By , Globe Staff | Jun 24, 2012 04:01 AM

As scientific mysteries go, the moon has long seemed a closed case. Astronauts have bounded across it and returned with vials of its rocky soil. Machines outfitted with sophisticated instruments have circled and crash-landed on it. Been there, done that.

But a resurgence of interest in lunar science, led in part by local scientists, is chipping away at seemingly settled theories and raising new questions about our closest neighbor: how much water is up there, for example, and did the Earth once have two moons?

These aren’t merely matters of astronomical curiosity. The moon holds a frozen record of the early history of the solar system, and understanding the details of its formation and composition may provide valuable insight into the conditions under which life emerged on Earth.

“Look at the battered surface of the moon” said Maria Zuber, a geophysicist at the Massachusetts Institute of Technology. “Earth used to look like that. That record isn’t preserved on Earth anymore.”

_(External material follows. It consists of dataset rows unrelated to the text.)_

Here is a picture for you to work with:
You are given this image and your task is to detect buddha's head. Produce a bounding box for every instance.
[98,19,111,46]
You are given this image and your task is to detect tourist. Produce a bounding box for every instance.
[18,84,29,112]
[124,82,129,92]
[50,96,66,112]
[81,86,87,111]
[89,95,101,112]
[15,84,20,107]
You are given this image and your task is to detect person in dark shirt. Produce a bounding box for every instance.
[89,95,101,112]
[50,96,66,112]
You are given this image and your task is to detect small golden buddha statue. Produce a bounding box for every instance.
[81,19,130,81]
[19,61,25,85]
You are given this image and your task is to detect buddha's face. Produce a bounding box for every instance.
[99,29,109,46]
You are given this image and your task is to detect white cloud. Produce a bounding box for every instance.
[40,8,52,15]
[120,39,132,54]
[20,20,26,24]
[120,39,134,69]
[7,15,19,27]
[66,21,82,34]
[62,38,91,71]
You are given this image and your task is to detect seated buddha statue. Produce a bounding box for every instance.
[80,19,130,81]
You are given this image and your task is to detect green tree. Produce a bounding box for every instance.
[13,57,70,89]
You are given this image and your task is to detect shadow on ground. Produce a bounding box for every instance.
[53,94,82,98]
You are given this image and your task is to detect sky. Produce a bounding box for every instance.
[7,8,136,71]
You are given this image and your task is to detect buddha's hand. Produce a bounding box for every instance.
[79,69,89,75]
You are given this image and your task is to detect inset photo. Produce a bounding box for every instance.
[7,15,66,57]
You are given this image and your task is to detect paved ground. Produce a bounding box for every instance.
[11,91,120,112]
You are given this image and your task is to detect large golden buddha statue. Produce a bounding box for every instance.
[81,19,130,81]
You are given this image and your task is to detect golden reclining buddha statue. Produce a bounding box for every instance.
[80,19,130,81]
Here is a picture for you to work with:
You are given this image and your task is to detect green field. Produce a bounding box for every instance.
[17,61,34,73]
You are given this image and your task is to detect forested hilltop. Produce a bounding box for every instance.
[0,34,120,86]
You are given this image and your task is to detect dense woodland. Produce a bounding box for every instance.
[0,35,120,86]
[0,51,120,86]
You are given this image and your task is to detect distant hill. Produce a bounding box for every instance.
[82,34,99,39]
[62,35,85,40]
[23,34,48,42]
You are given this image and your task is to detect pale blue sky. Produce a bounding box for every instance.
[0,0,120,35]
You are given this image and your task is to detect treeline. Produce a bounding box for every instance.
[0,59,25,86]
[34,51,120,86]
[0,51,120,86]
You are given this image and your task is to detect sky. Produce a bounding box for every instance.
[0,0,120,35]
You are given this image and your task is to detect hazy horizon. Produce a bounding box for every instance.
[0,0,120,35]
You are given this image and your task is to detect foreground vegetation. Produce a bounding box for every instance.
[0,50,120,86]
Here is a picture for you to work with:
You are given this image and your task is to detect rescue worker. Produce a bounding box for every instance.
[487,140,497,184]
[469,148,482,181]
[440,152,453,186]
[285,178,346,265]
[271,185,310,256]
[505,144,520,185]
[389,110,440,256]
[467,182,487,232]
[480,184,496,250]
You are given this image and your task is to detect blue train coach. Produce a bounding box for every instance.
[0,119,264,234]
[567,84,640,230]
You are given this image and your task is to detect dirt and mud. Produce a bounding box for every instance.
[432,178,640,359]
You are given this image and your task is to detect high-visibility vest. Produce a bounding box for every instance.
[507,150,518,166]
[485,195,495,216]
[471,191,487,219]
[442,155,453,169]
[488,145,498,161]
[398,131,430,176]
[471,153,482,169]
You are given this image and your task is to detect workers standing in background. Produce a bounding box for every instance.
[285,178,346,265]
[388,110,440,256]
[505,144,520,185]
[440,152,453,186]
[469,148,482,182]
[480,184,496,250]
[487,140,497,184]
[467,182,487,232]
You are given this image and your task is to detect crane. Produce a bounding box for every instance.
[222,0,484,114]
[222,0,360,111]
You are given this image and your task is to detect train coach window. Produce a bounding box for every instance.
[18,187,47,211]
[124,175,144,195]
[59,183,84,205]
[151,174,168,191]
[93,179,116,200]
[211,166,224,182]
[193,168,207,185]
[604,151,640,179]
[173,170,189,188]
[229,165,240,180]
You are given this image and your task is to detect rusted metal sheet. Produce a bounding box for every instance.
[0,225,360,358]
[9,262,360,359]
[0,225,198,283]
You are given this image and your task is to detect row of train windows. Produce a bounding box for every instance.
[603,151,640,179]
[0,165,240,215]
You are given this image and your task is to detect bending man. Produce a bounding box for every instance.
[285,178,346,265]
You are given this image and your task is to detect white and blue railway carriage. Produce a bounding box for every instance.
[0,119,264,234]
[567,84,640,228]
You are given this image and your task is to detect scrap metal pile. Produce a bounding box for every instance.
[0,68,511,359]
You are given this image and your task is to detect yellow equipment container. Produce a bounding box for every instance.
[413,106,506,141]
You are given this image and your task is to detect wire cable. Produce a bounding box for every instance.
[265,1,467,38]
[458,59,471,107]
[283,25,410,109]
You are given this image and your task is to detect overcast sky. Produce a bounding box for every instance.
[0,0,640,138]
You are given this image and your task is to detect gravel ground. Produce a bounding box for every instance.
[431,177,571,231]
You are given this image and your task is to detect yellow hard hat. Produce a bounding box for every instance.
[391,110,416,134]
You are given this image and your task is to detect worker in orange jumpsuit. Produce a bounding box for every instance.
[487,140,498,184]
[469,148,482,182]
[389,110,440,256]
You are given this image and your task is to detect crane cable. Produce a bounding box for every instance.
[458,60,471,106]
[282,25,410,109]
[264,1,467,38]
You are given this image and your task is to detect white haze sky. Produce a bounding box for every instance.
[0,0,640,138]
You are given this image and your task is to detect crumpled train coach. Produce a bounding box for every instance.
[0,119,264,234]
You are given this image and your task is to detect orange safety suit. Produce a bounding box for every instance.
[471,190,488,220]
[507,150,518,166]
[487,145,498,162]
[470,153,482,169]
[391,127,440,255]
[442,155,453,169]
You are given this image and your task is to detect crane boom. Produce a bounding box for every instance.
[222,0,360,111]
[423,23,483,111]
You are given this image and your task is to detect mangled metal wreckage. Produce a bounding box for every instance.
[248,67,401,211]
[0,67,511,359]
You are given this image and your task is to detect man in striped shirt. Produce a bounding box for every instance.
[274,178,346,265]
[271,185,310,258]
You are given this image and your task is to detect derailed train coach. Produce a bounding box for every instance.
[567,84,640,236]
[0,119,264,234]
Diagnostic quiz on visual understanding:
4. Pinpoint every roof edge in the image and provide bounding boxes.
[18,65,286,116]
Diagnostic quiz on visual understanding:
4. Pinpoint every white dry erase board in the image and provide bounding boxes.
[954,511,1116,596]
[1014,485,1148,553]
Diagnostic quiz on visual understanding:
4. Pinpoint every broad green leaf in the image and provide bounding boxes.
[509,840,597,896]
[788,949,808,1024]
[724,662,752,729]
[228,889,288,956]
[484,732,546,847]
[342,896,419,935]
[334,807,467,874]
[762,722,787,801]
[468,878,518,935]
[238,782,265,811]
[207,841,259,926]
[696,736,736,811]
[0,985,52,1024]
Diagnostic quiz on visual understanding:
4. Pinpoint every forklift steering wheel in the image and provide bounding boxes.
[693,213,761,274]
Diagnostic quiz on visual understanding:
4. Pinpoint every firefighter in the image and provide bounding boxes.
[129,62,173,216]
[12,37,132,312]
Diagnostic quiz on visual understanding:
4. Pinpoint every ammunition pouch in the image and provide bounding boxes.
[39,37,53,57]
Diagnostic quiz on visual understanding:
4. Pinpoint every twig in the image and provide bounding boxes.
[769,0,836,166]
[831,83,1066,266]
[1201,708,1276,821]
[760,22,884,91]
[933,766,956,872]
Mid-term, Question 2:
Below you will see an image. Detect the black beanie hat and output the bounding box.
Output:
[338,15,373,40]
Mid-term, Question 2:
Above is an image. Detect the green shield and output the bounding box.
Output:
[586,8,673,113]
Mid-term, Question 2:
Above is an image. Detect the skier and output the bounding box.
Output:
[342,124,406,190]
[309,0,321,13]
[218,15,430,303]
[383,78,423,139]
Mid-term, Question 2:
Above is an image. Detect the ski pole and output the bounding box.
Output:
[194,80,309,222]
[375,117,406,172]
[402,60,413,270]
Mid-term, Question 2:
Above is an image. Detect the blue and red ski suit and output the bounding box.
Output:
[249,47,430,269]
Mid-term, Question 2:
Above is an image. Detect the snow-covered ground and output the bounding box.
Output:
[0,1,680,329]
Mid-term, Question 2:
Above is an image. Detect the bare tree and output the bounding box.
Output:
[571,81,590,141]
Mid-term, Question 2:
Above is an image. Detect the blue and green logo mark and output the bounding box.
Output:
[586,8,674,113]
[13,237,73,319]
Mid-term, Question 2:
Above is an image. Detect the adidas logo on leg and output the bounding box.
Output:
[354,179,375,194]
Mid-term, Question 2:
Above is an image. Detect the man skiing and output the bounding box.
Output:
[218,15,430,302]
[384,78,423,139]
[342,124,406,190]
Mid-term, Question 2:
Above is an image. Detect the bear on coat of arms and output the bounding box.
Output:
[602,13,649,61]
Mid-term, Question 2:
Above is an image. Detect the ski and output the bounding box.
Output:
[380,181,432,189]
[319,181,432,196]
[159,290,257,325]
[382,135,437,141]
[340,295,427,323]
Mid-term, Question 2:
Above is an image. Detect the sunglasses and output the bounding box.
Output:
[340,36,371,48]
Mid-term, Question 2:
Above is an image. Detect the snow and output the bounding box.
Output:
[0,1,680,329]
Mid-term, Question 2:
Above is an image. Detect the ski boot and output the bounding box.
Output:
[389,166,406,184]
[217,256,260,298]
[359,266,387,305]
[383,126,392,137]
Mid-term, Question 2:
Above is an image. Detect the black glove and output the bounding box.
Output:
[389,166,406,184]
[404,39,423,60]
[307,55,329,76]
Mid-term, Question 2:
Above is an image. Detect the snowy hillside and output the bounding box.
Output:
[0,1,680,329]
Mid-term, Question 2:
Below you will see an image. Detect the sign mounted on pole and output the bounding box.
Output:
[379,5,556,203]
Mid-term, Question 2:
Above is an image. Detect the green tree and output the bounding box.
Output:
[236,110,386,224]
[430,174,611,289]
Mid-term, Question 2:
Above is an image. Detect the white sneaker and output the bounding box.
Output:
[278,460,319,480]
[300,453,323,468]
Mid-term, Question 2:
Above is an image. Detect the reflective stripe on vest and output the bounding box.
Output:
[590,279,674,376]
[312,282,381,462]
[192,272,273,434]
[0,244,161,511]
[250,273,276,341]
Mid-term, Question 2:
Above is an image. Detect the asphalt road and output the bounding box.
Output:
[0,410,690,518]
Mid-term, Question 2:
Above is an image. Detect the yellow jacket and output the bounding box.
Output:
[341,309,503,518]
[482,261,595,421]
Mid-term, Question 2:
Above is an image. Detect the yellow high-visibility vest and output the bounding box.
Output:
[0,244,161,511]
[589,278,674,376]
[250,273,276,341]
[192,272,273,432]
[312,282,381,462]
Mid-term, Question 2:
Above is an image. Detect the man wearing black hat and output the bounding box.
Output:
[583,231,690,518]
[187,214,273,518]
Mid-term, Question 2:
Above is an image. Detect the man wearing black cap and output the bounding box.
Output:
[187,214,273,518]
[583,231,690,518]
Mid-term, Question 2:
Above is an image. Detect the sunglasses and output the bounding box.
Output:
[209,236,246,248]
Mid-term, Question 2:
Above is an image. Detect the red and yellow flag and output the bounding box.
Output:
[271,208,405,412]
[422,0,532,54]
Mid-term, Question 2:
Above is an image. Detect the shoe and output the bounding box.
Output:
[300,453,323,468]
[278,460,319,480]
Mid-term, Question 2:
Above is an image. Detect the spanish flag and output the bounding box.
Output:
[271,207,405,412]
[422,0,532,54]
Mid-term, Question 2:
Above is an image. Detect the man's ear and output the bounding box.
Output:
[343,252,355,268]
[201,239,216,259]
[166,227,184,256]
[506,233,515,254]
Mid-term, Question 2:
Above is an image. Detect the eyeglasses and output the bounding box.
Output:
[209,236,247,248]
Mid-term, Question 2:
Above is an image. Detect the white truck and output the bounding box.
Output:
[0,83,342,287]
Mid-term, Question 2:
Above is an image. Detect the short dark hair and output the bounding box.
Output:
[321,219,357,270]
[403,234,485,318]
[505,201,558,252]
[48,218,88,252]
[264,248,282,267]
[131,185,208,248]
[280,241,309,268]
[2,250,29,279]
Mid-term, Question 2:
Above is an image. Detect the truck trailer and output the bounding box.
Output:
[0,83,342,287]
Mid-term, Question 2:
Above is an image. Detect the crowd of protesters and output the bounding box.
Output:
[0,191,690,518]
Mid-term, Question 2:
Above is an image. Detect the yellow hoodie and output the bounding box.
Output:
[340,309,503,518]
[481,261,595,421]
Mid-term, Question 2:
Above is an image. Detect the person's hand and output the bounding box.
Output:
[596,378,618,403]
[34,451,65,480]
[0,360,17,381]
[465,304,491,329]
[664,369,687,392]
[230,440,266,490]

Zuber heads GRAIL, a NASA mission in which two washing-machine-sized spacecraft have been circling low over the moon’s surface. They use radio signals to measure slight disturbances in the other’s orbit caused by gravitational changes as they fly over different terrain. The measurements will be used to make a finely detailed map of the moon’s internal structure.

“We don’t expect to find life,” Zuber said, “but we will learn things . . . that [will] help us build a better model of what the Earth was going through” when life emerged.

After the Apollo missions of the late 1960s and early 1970s provided a flood of new samples, data, and measurements, a neat portrait of the moon ­began to emerge. Roughly 4.5 billion years ago, a Mars-sized object slammed into the ­nascent Earth, flinging out hot, molten debris that aggregated rapidly into the moon. It was a violent event that would have caused volatile content, including water, to be lost.